To summarize: when trying to get code working, tests are essential. Tests should be simple and cover as many of the easy cases and as much of the code as possible. By writing tests as functions that raise exceptions, and using a testing framework such as `nose`, all tests can be run rapidly, saving time.

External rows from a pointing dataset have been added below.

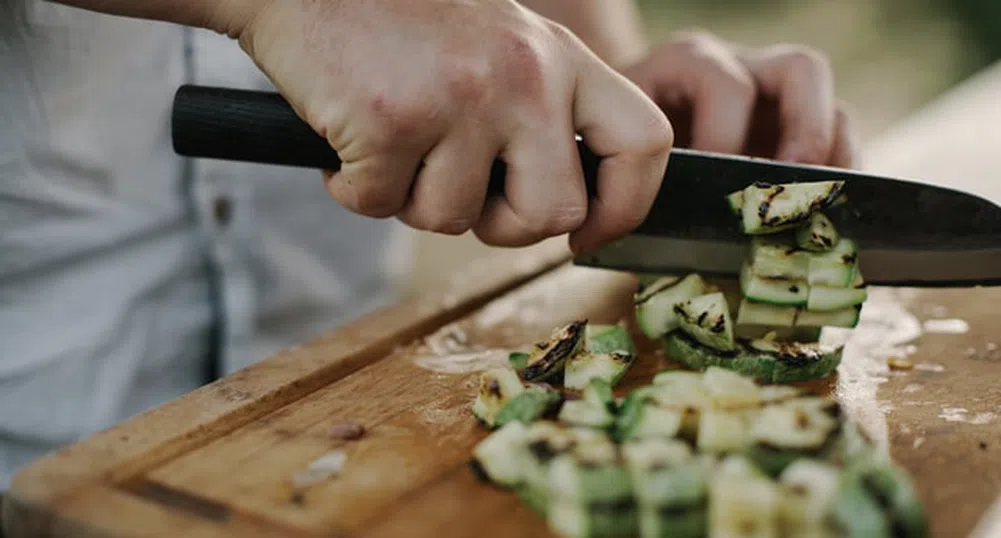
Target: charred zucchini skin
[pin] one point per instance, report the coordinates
(548, 359)
(763, 367)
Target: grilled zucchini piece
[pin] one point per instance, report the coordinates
(836, 267)
(767, 208)
(808, 491)
(518, 361)
(548, 359)
(856, 514)
(607, 339)
(827, 299)
(585, 367)
(497, 386)
(596, 409)
(707, 320)
(742, 502)
(773, 290)
(655, 306)
(665, 473)
(668, 522)
(893, 490)
(818, 234)
(723, 432)
(779, 257)
(797, 362)
(846, 318)
(765, 361)
(571, 519)
(591, 472)
(736, 201)
(530, 406)
(496, 459)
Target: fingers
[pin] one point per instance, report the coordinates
(382, 158)
(450, 189)
(375, 186)
(545, 194)
(846, 143)
(635, 138)
(802, 83)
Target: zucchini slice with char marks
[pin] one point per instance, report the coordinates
(495, 457)
(827, 299)
(778, 257)
(767, 208)
(707, 320)
(773, 290)
(743, 503)
(585, 367)
(808, 491)
(836, 267)
(818, 234)
(497, 387)
(655, 305)
(607, 339)
(533, 404)
(596, 408)
(765, 361)
(548, 359)
(892, 489)
(591, 492)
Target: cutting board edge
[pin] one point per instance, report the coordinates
(128, 449)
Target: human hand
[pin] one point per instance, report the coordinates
(419, 97)
(775, 102)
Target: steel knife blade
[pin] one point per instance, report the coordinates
(908, 232)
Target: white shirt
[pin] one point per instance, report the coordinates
(128, 274)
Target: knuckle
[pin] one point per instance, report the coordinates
(467, 81)
(804, 61)
(560, 219)
(375, 202)
(695, 41)
(396, 119)
(522, 64)
(659, 136)
(448, 224)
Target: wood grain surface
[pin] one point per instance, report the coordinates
(219, 462)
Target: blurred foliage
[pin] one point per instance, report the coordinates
(980, 20)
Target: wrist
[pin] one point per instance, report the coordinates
(232, 17)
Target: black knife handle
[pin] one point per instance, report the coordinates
(261, 127)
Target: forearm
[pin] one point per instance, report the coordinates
(224, 16)
(611, 28)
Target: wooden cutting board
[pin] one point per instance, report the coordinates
(219, 462)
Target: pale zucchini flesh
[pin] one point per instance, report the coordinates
(773, 291)
(655, 307)
(818, 234)
(707, 320)
(497, 387)
(767, 208)
(581, 369)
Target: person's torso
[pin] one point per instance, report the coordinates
(122, 266)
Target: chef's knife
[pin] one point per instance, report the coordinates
(909, 233)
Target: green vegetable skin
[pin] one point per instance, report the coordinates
(783, 460)
(722, 449)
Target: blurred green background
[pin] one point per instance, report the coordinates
(890, 58)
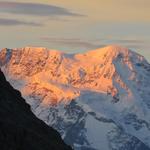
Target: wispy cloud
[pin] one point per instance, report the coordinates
(35, 9)
(15, 22)
(75, 43)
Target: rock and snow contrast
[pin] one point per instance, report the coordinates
(98, 100)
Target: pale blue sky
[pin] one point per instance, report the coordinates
(76, 26)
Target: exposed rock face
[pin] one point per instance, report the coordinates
(96, 100)
(19, 128)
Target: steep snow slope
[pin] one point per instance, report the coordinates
(96, 100)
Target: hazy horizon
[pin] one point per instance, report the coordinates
(75, 26)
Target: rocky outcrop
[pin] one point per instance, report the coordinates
(19, 128)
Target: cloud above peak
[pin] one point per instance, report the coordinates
(34, 9)
(15, 22)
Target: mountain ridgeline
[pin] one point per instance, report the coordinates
(19, 128)
(97, 100)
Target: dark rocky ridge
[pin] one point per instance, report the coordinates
(19, 128)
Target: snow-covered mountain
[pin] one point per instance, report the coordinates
(98, 100)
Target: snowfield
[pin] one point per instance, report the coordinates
(99, 100)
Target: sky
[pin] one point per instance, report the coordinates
(76, 25)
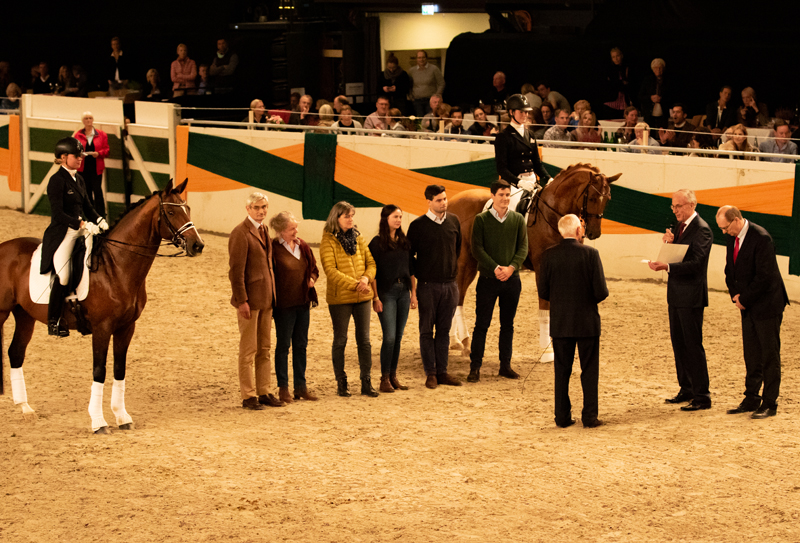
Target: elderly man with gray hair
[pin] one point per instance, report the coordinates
(571, 278)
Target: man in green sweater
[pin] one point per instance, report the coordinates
(500, 244)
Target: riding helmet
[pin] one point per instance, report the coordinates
(68, 146)
(518, 101)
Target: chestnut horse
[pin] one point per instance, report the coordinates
(116, 296)
(580, 189)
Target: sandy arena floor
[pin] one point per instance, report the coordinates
(483, 462)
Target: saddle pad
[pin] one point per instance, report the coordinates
(39, 285)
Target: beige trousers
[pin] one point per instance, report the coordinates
(254, 349)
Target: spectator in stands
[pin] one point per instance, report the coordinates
(346, 123)
(529, 92)
(496, 96)
(719, 114)
(670, 138)
(548, 113)
(780, 144)
(558, 132)
(481, 126)
(617, 86)
(43, 84)
(151, 90)
(752, 113)
(223, 68)
(738, 142)
(654, 95)
(642, 131)
(587, 131)
(626, 133)
(395, 84)
(203, 81)
(556, 99)
(117, 67)
(426, 80)
(456, 125)
(379, 119)
(183, 73)
(304, 116)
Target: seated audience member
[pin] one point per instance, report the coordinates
(456, 125)
(223, 68)
(670, 138)
(395, 84)
(625, 133)
(642, 131)
(346, 124)
(430, 122)
(587, 131)
(617, 86)
(556, 99)
(203, 81)
(379, 119)
(752, 113)
(304, 116)
(700, 141)
(558, 132)
(653, 95)
(183, 73)
(780, 144)
(536, 123)
(548, 113)
(719, 114)
(481, 126)
(43, 84)
(738, 142)
(529, 92)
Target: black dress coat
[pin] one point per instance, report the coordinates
(515, 155)
(571, 278)
(69, 204)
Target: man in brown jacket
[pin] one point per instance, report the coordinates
(252, 282)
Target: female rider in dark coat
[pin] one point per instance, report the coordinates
(69, 210)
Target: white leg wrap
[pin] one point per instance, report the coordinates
(544, 335)
(118, 403)
(96, 407)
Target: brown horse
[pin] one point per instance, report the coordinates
(116, 296)
(580, 189)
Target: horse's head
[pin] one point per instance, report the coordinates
(176, 222)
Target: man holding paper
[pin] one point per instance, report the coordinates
(687, 298)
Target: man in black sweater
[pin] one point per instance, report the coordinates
(435, 245)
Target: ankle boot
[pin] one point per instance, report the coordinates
(366, 388)
(284, 396)
(395, 383)
(55, 327)
(386, 386)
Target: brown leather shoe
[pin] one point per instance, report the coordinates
(386, 386)
(270, 400)
(447, 379)
(303, 393)
(252, 404)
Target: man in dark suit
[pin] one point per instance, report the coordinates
(252, 282)
(687, 298)
(571, 278)
(756, 288)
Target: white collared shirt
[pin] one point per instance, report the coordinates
(432, 216)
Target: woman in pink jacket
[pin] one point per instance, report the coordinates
(95, 150)
(183, 73)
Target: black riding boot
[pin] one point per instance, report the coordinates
(54, 325)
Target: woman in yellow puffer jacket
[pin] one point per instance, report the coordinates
(350, 269)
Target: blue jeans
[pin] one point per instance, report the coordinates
(291, 330)
(394, 316)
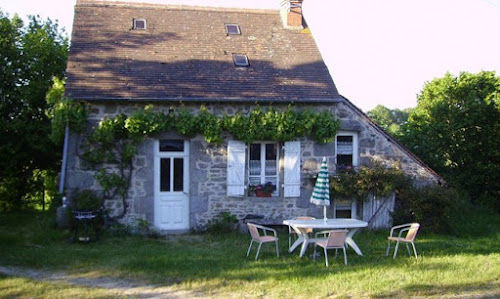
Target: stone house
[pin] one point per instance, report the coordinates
(126, 55)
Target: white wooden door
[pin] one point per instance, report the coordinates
(171, 184)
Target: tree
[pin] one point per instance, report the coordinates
(455, 129)
(30, 57)
(390, 120)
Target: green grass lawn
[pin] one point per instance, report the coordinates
(215, 265)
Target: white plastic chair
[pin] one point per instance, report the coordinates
(259, 235)
(411, 229)
(335, 240)
(293, 234)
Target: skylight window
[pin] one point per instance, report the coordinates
(233, 29)
(139, 24)
(240, 60)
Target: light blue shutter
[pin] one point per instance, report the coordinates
(235, 168)
(292, 169)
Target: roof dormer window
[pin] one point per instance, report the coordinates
(240, 60)
(139, 24)
(233, 29)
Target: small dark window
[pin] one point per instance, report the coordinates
(171, 145)
(232, 29)
(240, 60)
(139, 24)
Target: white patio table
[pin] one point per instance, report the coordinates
(300, 227)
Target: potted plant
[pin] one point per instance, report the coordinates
(265, 190)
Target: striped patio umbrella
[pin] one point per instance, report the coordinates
(321, 191)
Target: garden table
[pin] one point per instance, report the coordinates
(301, 226)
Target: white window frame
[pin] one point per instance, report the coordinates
(263, 162)
(140, 28)
(355, 160)
(355, 146)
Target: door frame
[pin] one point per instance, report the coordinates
(186, 183)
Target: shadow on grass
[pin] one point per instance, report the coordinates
(200, 261)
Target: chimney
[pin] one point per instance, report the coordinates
(291, 14)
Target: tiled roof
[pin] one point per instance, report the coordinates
(185, 54)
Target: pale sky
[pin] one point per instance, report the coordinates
(378, 52)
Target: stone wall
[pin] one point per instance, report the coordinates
(207, 190)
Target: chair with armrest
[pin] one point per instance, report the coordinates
(335, 240)
(259, 235)
(293, 234)
(411, 230)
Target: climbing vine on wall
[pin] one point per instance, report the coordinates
(112, 145)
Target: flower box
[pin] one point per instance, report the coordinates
(261, 193)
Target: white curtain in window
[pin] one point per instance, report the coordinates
(292, 169)
(235, 168)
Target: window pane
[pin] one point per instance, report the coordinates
(271, 159)
(255, 151)
(254, 181)
(178, 174)
(344, 145)
(271, 152)
(171, 145)
(344, 160)
(254, 164)
(165, 175)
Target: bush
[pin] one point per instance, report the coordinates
(86, 200)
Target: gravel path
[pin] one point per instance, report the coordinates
(119, 286)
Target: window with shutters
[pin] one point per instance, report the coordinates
(346, 149)
(263, 165)
(255, 166)
(346, 155)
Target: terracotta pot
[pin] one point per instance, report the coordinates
(261, 193)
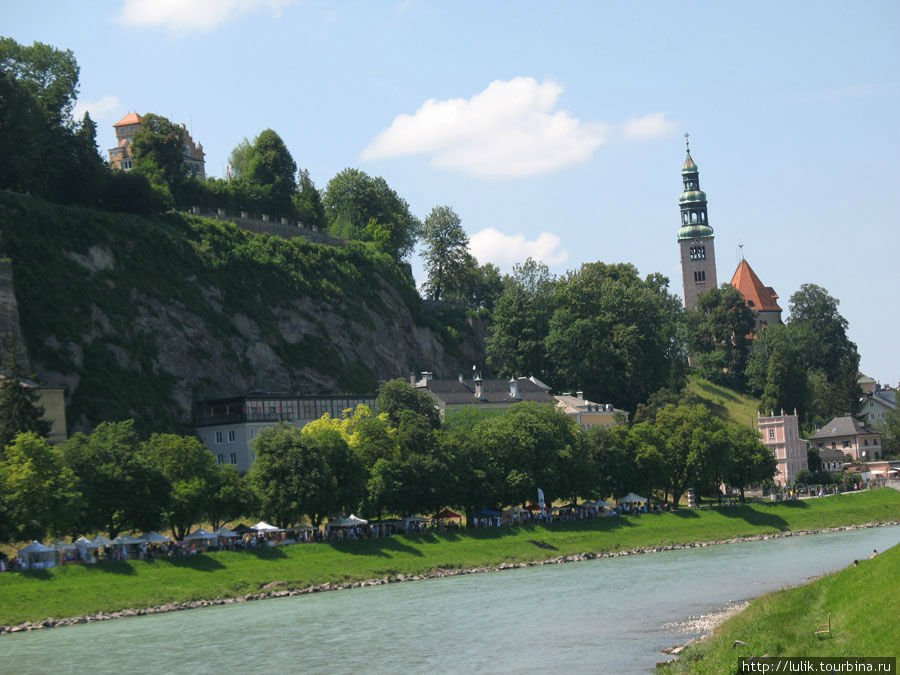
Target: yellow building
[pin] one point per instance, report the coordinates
(122, 158)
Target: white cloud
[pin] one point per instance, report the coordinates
(102, 109)
(187, 16)
(510, 129)
(648, 126)
(505, 250)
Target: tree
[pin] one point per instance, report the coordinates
(37, 489)
(49, 74)
(158, 148)
(120, 490)
(363, 208)
(20, 406)
(611, 334)
(520, 321)
(344, 464)
(395, 396)
(750, 462)
(474, 285)
(230, 497)
(272, 167)
(695, 448)
(239, 159)
(308, 203)
(719, 334)
(191, 470)
(446, 248)
(290, 477)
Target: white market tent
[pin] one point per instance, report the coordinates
(350, 521)
(37, 556)
(126, 540)
(155, 538)
(199, 534)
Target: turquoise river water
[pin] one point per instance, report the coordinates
(598, 616)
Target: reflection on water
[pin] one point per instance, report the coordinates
(608, 616)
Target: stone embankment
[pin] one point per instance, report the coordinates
(270, 590)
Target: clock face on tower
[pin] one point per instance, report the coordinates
(695, 237)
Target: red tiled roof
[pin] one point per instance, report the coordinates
(759, 297)
(130, 118)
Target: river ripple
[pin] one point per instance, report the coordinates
(599, 616)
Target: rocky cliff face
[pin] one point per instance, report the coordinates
(143, 318)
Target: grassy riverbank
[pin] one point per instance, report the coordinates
(864, 606)
(75, 590)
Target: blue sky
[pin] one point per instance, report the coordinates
(554, 129)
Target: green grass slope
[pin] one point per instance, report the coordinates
(863, 602)
(725, 403)
(75, 590)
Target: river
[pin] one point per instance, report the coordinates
(599, 616)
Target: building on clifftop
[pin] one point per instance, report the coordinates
(121, 157)
(695, 237)
(762, 299)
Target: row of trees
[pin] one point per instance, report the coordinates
(402, 461)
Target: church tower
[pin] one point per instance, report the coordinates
(695, 237)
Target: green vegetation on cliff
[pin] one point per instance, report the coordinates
(106, 298)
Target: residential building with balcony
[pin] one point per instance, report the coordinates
(781, 434)
(228, 426)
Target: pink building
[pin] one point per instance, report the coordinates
(781, 434)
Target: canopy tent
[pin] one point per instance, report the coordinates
(349, 521)
(37, 556)
(127, 540)
(199, 534)
(155, 538)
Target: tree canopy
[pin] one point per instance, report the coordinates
(364, 208)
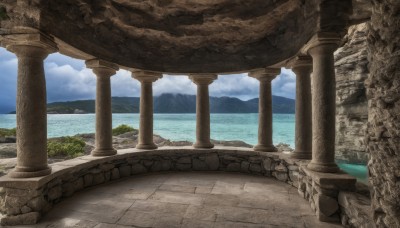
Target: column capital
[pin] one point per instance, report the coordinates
(203, 79)
(323, 38)
(41, 44)
(146, 76)
(265, 73)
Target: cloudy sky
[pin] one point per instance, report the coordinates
(68, 79)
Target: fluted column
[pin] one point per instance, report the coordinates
(146, 79)
(103, 71)
(203, 110)
(31, 50)
(265, 76)
(321, 48)
(302, 67)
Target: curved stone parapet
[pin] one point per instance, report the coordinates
(23, 201)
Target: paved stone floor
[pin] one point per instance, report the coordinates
(194, 199)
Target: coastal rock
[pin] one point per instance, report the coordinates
(351, 65)
(24, 219)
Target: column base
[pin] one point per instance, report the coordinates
(24, 174)
(142, 146)
(301, 155)
(198, 145)
(103, 152)
(265, 148)
(323, 168)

## Test Driven Development

There are many ways of writing code to solve problems. Most involve planning in advance how the code should be written. An alternative is to say in advance what tests the code should pass. This *Test Driven Development* (TDD) has advantages (the code always has a detailed set of tests, features in the code are always relevant to some test, it's easy to start writing code) and some disadvantages (it can be overkill for small projects, it can lead down blind alleys). A [detailed discussion is given by Beck's book](http://www.amazon.co.uk/Driven-Development-Addison-Wesley-Signature-Series/dp/0321146530), and a [more recent discussion in this series of conversations](http://martinfowler.com/articles/is-tdd-dead/).

Even if TDD does not work for you, testing itself is extremely important.